Tuesday, November 18, 2014

EAT: The Story of Food Panel Discussion


And Now for Food...

EAT: The Story of Food debuts on the National Geographic Channel this Friday. The six-hour miniseries will broadcast over three consecutive days, and will cover six categories (revolutionaries, meat, sugar, seafood, junk food, and grains) highlighting interviews with a number of well-known authors, chefs, foodies and scientists. Sounds delicious, no? Last night, National Geographic Live! hosted a special sneak preview with special guests José Andrés, Anna Boiardi, founder of Cucina Academy (and granddaughter of Chef Boy-ar-Dee) food historian Andrew F. Smith, primatologist Richard Wrangham and moderator Pam Caragol Wells.

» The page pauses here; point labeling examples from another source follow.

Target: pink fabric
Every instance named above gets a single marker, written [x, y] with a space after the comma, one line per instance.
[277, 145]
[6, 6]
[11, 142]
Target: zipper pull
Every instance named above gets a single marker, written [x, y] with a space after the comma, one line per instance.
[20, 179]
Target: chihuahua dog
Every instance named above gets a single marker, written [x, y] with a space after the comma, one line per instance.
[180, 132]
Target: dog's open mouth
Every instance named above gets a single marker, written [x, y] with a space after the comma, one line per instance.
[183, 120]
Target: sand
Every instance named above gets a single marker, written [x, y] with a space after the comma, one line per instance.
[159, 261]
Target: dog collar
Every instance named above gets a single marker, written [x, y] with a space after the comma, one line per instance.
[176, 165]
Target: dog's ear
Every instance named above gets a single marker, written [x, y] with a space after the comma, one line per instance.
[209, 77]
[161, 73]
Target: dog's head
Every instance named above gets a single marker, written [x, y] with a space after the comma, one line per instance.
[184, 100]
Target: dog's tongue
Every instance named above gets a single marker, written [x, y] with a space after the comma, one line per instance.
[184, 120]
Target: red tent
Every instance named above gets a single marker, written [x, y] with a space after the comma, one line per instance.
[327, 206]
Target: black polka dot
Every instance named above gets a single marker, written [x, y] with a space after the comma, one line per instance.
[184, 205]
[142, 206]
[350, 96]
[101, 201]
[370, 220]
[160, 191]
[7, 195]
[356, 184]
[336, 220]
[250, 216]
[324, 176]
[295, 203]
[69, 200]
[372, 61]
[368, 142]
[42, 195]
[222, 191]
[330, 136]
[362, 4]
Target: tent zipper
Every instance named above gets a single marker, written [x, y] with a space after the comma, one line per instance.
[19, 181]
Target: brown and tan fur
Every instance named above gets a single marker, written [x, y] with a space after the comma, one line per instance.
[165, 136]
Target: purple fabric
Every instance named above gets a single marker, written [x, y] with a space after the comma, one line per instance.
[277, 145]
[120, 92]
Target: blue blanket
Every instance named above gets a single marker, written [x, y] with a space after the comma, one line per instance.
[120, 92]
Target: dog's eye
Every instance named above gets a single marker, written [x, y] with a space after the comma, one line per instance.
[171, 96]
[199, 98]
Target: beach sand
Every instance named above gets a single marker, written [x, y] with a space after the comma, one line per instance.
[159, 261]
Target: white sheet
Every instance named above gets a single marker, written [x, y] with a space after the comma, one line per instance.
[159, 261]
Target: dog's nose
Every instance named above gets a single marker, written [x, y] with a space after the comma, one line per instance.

Over the course of the event, we were treated to lots of intersting information. Some of it was scary (or at least worthy of concern) such as a 35% worldwide population growth by the year 2050, which requires, "Crop production needs to double to feed 'em." Some of it was matter-of-fact, such as, "It's (food) the only way to get inside the human body without touching you;" and some of it, just plain funny... "A million years ago, man discovered fire. Five minutes later, he discovered grilling."

José Andrés delights the audience at the Grosvenor Auditorium

Celebrity chef Andrés led the charge, delighting the full house with a myriad of hilarious one-liners and his now-famous way of turning otherwise mundane conversation into mouth-watering morsels. To his credit Wrangham managed to walk away with the line of the night, "I don't recommend eating raw monkeys under any circumstances." Needless to say, I (and probably everyone else in attendance) couldn't agree more.

Food Historian Andrew F. Smith

If you want to learn, "Is meat going to become the next tobacco in 30 years," I suggest you tune in this Friday night at 9:00 PM EST for the first of six episodes. Definitely my kind of history.